An important point to consider is whether or not to perform endoscopic closure of the mucosal defect using an endoscopic hemoclip after piecemeal resection. The present study showed that piecemeal resection tends to require additional endoscopic treatment more frequently than en bloc resection because of the high residual tissue rate. In addition, some ampullary tumors are identified as carcinoma only after endoscopic resection. Therefore, as measures against hemorrhaging after piecemeal resection, it might be safer to perform careful follow-up by endoscopic observation without endoscopic closure of the mucosal defect until the long-term recurrence rate after piecemeal resection is clarified.

The limitations of this study were its retrospective nature, the lack of a control group, the small case series, and the single-center nature of the experience.

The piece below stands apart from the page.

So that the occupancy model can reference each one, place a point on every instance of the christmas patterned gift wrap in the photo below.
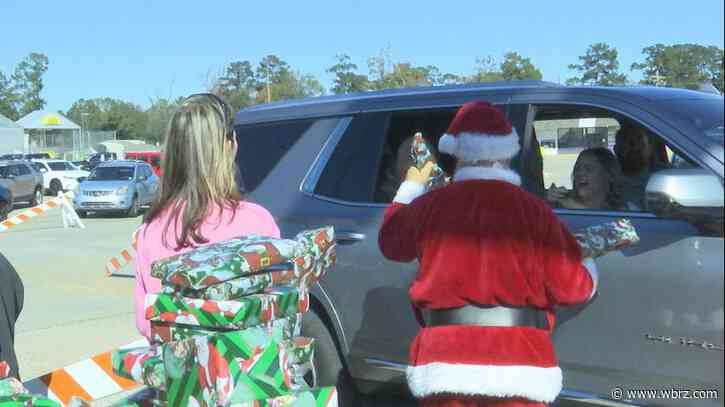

In conclusion, the present study showed that piecemeal resection for laterally spreading ampullary adenomas was not inferior to en bloc resection in the short-term complication rate or short-term recurrence rate. However, although we were able to achieve complete resection of the residual tumor with additional endoscopic treatment, the medium- and long-term recurrence rate remains unclear. These later outcomes will need to be determined in the near future in order to establish piecemeal resection for laterally spreading ampullary adenomas as a viable alternative procedure to surgical resection.

Institutional review board statement: This study was approved by our institutional review board (Tokyo Medical University No. 3521).

Informed consent statement: Informed consent was obtained from all of the patients.

The authors state that they have no Conflict of Interest (COI).

Acknowledgement

The authors are grateful to Professor J. Patrick Barron of Tokyo Medical University for his editing of the manuscript.